WHAT TREATMENTS CAN I DO ON MY OWN?
There are several things you can do at home to help you sleep better and improve your overall health. First, keeping a sleep diary may be helpful. This complete record of your sleep habits may help you pinpoint your sleep problems and find out what is causing your lack of sleep. Your sleep diary should include the following:
- What time did you go to bed and wake up?
- How many total hours of sleep did you get?

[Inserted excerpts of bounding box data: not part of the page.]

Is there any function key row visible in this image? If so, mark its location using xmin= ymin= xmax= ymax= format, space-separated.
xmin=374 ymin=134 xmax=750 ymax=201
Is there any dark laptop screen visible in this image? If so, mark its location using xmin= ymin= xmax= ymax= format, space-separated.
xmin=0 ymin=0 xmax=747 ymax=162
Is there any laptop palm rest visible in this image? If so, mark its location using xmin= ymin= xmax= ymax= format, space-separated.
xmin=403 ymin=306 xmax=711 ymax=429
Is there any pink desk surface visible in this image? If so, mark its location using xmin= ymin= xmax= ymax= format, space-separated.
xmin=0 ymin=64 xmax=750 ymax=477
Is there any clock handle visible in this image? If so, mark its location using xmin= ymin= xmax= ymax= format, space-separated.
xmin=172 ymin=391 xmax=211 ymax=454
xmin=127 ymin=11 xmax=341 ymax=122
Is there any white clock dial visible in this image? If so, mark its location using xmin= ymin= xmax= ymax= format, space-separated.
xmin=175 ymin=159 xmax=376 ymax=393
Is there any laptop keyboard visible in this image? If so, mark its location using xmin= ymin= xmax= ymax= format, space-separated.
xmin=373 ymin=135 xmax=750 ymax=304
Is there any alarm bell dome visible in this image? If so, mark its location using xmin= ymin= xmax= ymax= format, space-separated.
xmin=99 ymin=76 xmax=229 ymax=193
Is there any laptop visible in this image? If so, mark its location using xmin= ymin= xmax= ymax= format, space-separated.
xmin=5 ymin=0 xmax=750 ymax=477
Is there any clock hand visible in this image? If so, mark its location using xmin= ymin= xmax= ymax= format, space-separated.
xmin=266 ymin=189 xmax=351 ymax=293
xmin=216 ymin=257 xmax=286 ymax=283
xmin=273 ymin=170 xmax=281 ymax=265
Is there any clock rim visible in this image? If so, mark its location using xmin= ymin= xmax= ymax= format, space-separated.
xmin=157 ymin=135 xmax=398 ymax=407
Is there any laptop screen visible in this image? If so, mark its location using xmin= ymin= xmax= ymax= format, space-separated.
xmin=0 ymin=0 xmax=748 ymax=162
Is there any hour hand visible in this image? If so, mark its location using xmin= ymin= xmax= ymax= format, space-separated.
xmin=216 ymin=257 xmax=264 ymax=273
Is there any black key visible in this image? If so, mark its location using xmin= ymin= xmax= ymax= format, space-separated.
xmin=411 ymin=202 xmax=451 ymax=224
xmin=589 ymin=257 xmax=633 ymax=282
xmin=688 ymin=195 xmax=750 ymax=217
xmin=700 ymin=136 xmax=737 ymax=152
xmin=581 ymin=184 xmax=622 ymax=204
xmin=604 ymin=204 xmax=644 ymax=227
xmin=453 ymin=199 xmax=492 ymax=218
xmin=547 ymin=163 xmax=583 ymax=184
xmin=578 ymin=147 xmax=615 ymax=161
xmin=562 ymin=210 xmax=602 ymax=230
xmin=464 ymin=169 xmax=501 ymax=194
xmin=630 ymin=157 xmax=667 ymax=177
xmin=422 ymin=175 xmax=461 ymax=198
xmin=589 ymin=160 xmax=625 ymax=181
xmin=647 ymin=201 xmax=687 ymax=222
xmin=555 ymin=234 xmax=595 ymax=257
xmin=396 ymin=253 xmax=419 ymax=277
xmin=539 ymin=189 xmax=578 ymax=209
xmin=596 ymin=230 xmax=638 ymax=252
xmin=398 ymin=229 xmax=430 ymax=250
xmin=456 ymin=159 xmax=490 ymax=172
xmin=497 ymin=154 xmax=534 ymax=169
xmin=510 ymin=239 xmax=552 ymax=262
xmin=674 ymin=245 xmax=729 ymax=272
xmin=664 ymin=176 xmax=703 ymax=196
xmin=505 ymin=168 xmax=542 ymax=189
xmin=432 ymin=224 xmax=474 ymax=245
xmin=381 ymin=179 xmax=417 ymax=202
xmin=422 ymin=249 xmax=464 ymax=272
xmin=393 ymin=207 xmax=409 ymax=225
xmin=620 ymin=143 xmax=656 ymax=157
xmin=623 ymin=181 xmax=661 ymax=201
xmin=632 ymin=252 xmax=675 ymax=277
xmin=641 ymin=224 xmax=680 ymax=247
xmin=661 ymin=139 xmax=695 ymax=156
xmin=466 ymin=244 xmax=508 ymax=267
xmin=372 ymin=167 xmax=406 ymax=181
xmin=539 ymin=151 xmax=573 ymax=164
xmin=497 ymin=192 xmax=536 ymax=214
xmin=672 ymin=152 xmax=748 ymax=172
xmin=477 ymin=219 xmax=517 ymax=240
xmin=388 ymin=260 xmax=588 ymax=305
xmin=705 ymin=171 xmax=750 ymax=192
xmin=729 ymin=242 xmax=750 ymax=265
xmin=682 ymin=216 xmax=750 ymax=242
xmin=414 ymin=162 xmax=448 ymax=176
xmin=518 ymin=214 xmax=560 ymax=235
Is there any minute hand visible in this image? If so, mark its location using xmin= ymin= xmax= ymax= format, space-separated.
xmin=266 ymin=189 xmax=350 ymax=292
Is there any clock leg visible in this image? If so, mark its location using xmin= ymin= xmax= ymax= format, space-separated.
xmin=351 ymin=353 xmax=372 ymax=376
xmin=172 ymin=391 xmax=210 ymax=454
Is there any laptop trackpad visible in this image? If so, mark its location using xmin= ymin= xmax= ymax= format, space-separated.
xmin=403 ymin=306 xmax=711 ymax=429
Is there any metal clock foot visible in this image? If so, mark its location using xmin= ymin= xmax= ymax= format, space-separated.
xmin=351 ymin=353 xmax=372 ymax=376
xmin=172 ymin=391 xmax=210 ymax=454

- How well do you think you slept?
- How much time did you spend awake and what did you do during that time? (e.g. stayed in bed with eyes closed, got up and walked around, meditated)
- What types and how much food, liquid, caffeine or alcohol did you consume before bed and what time did you consume them?
- How did you feel before you went to bed? (e.g. happy, sad, anxious)
- Are you taking any drugs or medications? If so, what is the dose and time of consumption?
- Keep a regular sleep schedule by going to bed and getting up at the same time every day.
- Set aside enough time to sleep. This is around 8 hours each night for most people.
- Make sure your bedroom is a "sleep-conducive" environment. You will sleep best in a room that is dark, cool and quiet.
- Turn off your television, cell phone and computer a few hours before you go to bed. The type of light these screens emit activates the brain and interferes with the body's circadian rhythms(2).
WHEN SHOULD I SEE A SLEEP SPECIALIST?
Although many people can benefit from at-home remedies, some may need to seek the help of a sleep professional. If your main symptom is daytime sleepiness and you have tried several self-help treatments with little improvement, it may be time to go to a sleep clinic. A professional opinion should also be sought if you or your bed partner gasps, chokes or stops breathing during sleep, or if you sometimes fall asleep at inappropriate times such as during walking, talking or eating. These symptoms may indicate a serious sleep condition(2).